Because enough, Jesus is saying, that day with the Pharisees. Enough with the rigidity and the lines and the walls of in-versus-out. Enough with the theocratic lawmaking that rejects any nuance in its obsession with purity and righteousness and exercising the power of punishment. Enough with the smug appraisal of “this” as godly and “that” as unacceptable.
Enough. I desire mercy, God says. It’s about a way of being. It’s not about assessment and evaluation and the measure of righteousness according to a pre-existing set of categories -- it’s about making space for each other as you are. And sharing that space with gratitude that God is there too. Even more filled with mercy than we can ever be, and making space for US.
It’s the gospel according to Hosea. God desires mercy, not sacrifice, eight centuries before Jesus. It’s the gospel according to Matthew, remembering that time Jesus quoted it – as a mic drop with the Pharisees.
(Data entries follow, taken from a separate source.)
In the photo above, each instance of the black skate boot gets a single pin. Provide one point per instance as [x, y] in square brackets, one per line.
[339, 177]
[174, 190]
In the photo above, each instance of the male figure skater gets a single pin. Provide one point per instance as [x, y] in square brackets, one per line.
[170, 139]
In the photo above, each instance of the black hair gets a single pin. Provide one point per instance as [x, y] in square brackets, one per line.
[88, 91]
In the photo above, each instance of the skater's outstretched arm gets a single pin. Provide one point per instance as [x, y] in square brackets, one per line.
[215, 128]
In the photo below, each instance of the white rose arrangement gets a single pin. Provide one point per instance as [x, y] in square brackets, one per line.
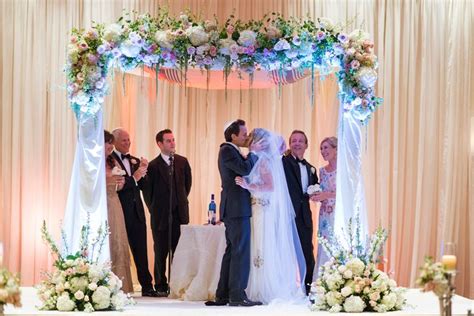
[350, 280]
[9, 288]
[79, 282]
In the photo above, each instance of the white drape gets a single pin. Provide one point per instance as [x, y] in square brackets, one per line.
[87, 199]
[350, 196]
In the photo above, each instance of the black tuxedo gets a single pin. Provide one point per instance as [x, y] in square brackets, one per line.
[157, 198]
[300, 200]
[135, 221]
[235, 212]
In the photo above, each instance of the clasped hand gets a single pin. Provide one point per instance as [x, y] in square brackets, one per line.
[142, 169]
[241, 182]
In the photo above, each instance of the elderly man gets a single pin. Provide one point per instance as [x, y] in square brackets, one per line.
[132, 206]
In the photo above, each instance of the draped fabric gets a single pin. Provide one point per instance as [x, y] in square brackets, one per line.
[87, 200]
[417, 155]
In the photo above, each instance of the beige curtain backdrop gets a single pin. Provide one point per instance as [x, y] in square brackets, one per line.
[418, 148]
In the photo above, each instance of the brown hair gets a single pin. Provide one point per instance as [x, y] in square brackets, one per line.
[233, 129]
[297, 131]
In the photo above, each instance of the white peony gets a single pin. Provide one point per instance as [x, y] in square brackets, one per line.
[356, 266]
[101, 298]
[197, 35]
[225, 45]
[347, 274]
[130, 49]
[164, 39]
[119, 301]
[335, 308]
[354, 304]
[79, 295]
[326, 24]
[79, 284]
[334, 280]
[389, 300]
[65, 304]
[334, 298]
[247, 38]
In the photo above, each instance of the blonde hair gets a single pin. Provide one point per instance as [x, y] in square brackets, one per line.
[332, 141]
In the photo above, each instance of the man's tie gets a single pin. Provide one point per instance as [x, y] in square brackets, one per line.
[303, 161]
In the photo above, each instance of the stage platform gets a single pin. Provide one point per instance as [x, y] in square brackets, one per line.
[422, 304]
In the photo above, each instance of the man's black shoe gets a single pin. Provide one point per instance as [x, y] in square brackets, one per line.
[162, 294]
[245, 303]
[217, 302]
[150, 293]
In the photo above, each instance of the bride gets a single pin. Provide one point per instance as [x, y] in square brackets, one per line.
[277, 266]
And I’ve heard even more versions here: when I observed to Karla Bruce of our congregation a few years ago that I didn’t really understand the notion of gender identity and she said to me “You don’t need to understand it – you just need to make space for it.”
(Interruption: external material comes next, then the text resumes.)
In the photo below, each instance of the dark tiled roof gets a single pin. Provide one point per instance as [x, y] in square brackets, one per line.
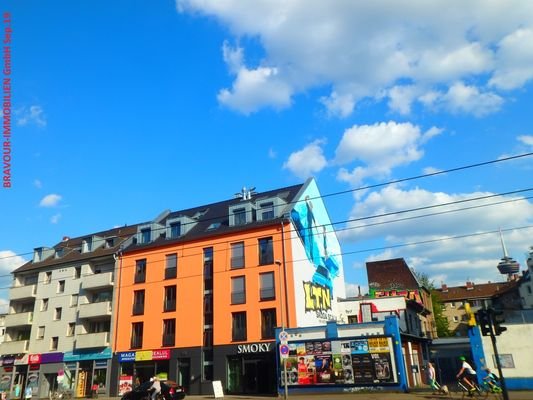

And of course! I desire mercy, not sacrifice. Or even a little further back, when Nova Scotia was on the verge of legislating equal access to marriage, and our elders were discussing what our policy would be – and one of them said, “It seems to me… that an open door means an open door.”
And indeed “yes it does,” the rest of them said. And the discussion was over.
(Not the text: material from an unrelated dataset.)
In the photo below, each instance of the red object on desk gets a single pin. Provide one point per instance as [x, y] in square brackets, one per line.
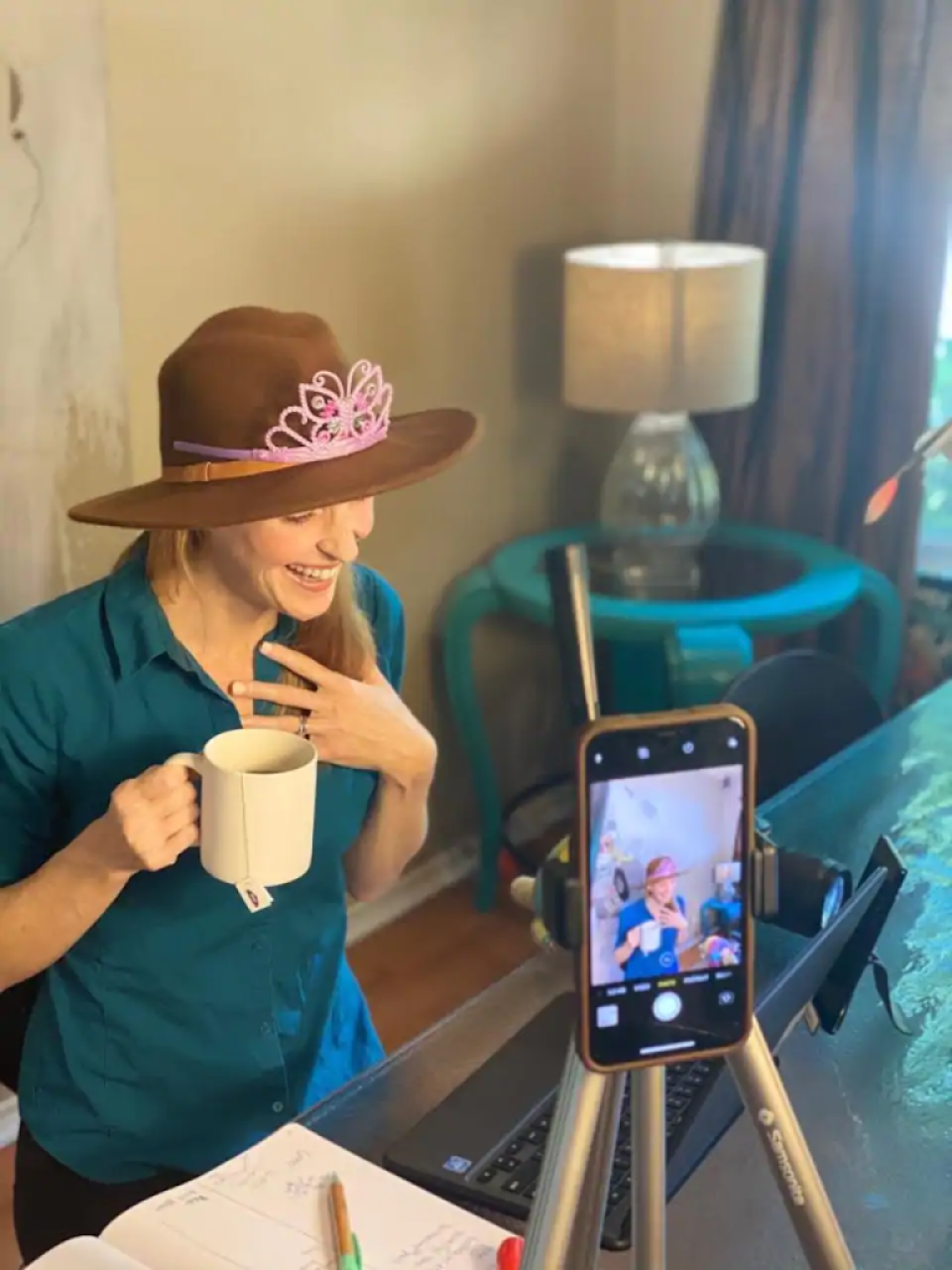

You know who that elder was? It was Carol Smillie. Who’s watching this morning on the livestream, as she keeps all of her strength for the cancer treatments she’s undergoing. And if for me she’ll always be a superstar because of the clarity of that moment of “an open door means an open door,” for all of us we owe her tremendous gratitude not only for the many decades of volunteer service to our Sunday Breakfast Program, indeed from its very first inception when it grew out of hungry visitors to Fellowship Time –
But also for the past more than a decade when she was the Convener and Liaison for the Breakfast Teams, welcoming new volunteers, keeping us up to date on Public Health requirements, acting as the connection between the Breakfast Teams and the congregation, and the Sunday Breakfast and other feeding programs in the city –
And just faithfully helping everyone involved in Sunday Breakfast to be involved in Sunday Breakfast – building a community of friendship and warmth and good food and mercy.
It’s my great privilege to invite Janet and Michelle forward to thank Carol on behalf of all of us, and to present a gift of our gratitude to her daughter Nadine…..
I desire mercy, God says, not sacrifice. Be merciful to one another. Amen.